I was worried that Saturday Night Widows might be boring, but it wasn’t. I liked how Aikman teased out each woman’s story (including her own), weaving them through the year of monthly Saturday meetings, which provided the narrative infrastructure of the book. I enjoyed learning about each woman and how her individual arc of grief both differed from and mirrored that of other group members. Most of all, I liked these real, relatable women. I suspect that the book skips over a lot of the more private issues these women faced, but there was enough in here to give the reader a really good sense of who they were and what widowhood is like.

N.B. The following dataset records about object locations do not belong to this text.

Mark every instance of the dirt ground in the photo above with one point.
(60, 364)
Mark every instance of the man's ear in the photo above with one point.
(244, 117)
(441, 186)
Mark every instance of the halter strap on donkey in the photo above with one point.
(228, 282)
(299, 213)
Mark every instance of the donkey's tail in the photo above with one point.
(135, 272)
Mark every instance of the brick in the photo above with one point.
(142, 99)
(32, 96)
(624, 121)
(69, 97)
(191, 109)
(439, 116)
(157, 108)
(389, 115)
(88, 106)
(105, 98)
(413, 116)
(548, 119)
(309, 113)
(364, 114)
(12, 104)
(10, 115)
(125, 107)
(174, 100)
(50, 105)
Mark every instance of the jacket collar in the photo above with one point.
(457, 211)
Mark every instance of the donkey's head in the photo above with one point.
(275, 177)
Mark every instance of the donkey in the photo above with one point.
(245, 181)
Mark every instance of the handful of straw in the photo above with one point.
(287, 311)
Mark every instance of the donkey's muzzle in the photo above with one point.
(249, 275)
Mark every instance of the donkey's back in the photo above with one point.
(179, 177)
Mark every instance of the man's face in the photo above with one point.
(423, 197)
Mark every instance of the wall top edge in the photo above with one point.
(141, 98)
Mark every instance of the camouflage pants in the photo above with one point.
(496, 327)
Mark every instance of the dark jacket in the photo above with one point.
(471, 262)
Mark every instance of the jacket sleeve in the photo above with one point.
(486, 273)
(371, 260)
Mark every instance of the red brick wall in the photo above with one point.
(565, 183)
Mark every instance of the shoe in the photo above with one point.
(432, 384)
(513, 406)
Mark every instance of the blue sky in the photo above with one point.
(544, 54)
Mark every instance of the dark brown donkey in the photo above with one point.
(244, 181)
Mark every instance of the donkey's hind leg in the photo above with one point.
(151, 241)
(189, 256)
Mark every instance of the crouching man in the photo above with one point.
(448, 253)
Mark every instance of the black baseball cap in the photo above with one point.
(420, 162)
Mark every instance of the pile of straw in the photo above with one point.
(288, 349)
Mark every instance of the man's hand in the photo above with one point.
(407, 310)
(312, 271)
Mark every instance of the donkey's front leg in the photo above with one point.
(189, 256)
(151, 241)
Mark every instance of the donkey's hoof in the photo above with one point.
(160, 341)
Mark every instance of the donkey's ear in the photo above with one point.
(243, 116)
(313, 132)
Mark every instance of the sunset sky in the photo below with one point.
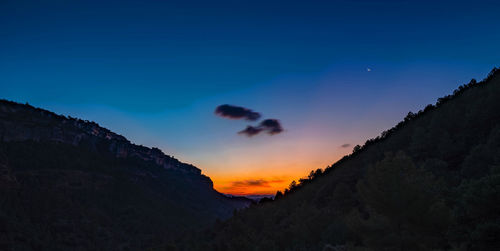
(334, 74)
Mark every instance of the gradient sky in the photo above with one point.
(154, 71)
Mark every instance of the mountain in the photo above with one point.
(70, 184)
(430, 183)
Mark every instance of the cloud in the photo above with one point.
(251, 131)
(253, 183)
(236, 112)
(271, 126)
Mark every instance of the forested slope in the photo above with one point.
(430, 183)
(69, 184)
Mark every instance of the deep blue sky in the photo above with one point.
(154, 71)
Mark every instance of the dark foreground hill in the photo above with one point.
(68, 184)
(430, 183)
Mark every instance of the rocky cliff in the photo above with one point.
(23, 122)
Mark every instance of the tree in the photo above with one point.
(405, 210)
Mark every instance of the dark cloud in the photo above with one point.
(271, 126)
(236, 112)
(254, 183)
(251, 131)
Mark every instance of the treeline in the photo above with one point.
(430, 183)
(294, 185)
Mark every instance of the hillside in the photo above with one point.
(68, 184)
(430, 183)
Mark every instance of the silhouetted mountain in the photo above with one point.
(430, 183)
(69, 184)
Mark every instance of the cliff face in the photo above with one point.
(69, 184)
(23, 122)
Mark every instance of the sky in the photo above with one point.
(333, 73)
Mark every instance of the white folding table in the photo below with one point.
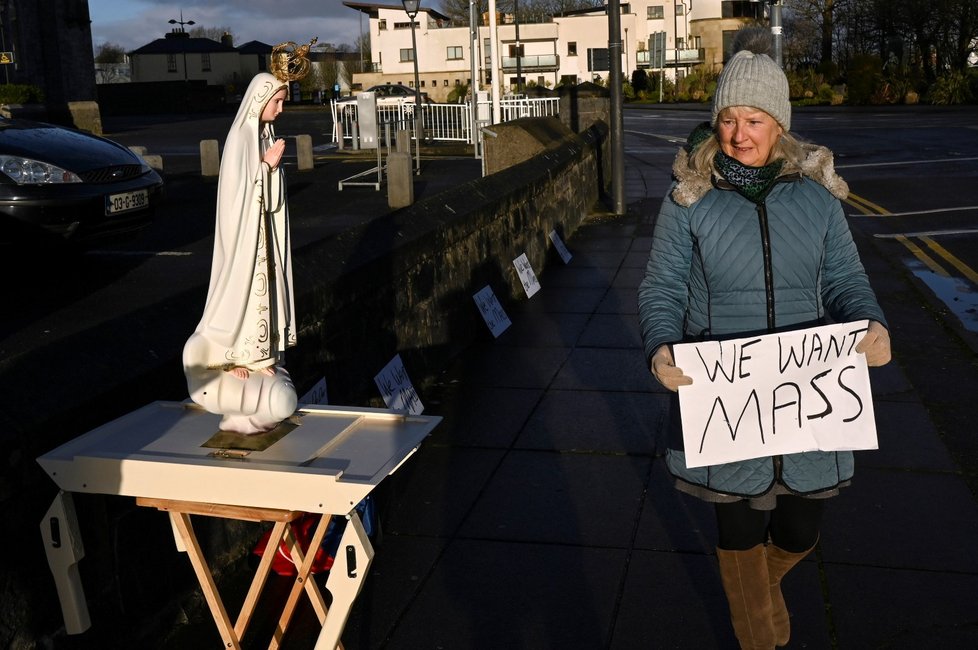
(325, 461)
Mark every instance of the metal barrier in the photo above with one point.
(446, 122)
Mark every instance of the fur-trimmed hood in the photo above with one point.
(816, 163)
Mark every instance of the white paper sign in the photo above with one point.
(492, 312)
(529, 279)
(316, 394)
(559, 245)
(776, 394)
(396, 388)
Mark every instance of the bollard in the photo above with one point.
(210, 158)
(400, 180)
(303, 145)
(403, 139)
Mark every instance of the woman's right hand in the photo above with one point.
(665, 371)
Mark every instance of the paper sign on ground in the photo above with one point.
(396, 388)
(776, 394)
(317, 394)
(492, 312)
(559, 245)
(529, 279)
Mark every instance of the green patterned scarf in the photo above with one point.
(752, 182)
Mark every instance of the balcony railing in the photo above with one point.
(531, 63)
(685, 57)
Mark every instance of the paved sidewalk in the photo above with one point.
(539, 514)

I discovered Aikman’s public Facebook page last night, and it was fun to see photos of the Saturday Night Widows and some recent updates about their lives. It’s rare to have the opportunity to follow up with characters in a book after you finish them, so this was a treat. I look forward to more updates on the page.

Finally, I started Saturday Night Widows on audio but thankfully transitioned to the print version about 1/3 of the way through. I can’t recommend the audio. The narrator is way too perky and upbeat – she’s a terrible match for the subject matter of Saturday Night Widows. She sounds like she should be narrating children’s books, not a memoir about widowhood. And her individual depictions of the six women were very exaggerated. I was so glad to switch to the print and let Aikman’s voice shine through, not the perky narrator’s.

I really enjoyed Saturday Night Widows and look forward to keeping up with these remarkable women via social media!